Но чтобы что-то исчезло, скажете вы, разве не должно оно прежде быть? Всякий раз, когда происходит исчезновение, оно сменяет собой мгновение присутствия: чему иначе было бы исчезать? Даже если человека уже нет и никакое присутствие невозможно.
Да, и всё же именно в такой момент появляется отсутствие, затягивает нас в себя, как какая-то прародина, и мы устремляемся в пропасть, еще более глубокую, чем исчезновение.
С каждым днем траура атаки исчезновения ослабевают. Но отсутствие не уходит, обосновывается навсегда. Отсутствие не исчезает.
Изгнанникам часто приходится оставаться вдали от близких, умирающих на покинутой ими родине. Слишком часто. В таких обстоятельствах весть о смерти приносит голос из телефонной трубки.
Голос, доносимый в настоящем телефонной линией, извещает вас об исчезновении другого голоса.

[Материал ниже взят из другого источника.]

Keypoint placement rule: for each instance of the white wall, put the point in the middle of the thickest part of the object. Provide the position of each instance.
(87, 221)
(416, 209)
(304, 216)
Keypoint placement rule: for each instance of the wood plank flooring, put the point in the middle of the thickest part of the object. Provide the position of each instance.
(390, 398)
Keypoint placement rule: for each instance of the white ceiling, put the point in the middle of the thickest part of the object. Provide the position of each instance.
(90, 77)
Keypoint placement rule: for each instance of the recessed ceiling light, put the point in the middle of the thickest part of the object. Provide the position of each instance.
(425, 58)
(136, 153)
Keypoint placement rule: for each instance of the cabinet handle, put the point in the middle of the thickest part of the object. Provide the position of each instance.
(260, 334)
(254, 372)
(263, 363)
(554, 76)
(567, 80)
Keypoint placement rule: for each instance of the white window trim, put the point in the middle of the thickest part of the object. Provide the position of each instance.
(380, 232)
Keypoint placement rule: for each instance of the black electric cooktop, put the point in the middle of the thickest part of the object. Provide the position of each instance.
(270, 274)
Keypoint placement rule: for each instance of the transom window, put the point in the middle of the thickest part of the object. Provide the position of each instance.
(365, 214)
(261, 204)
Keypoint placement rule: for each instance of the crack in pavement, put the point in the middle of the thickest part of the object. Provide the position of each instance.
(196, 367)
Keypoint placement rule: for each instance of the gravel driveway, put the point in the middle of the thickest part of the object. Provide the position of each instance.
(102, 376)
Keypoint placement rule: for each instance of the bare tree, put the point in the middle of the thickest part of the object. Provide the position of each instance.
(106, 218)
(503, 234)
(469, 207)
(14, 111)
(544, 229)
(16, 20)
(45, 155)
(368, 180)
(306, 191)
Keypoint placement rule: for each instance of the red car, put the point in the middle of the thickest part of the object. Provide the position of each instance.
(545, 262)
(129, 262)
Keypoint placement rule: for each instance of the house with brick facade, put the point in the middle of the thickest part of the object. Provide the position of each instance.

Голоса, который у вас незаметно отняли и которого – как предупреждает вас голос из телефона – вы больше не услышите.
Когда об исчезновении одного голоса объявляет другой, изгнанник на другом конце провода не видит тела, которое унесло этот голос с собой. Смерть остается абстрактной, будто умерший испарился. Тот, кто для всех остальных умер, лишь для него, изгнанника, исчезает. У него отнимают голос живого человека, но вместе с этим голосом у него отнимают само понятие смерти. Это двойное лишение и есть изгнанничество, невозможность увидеть, как исчезает тот, кто тебе дорог.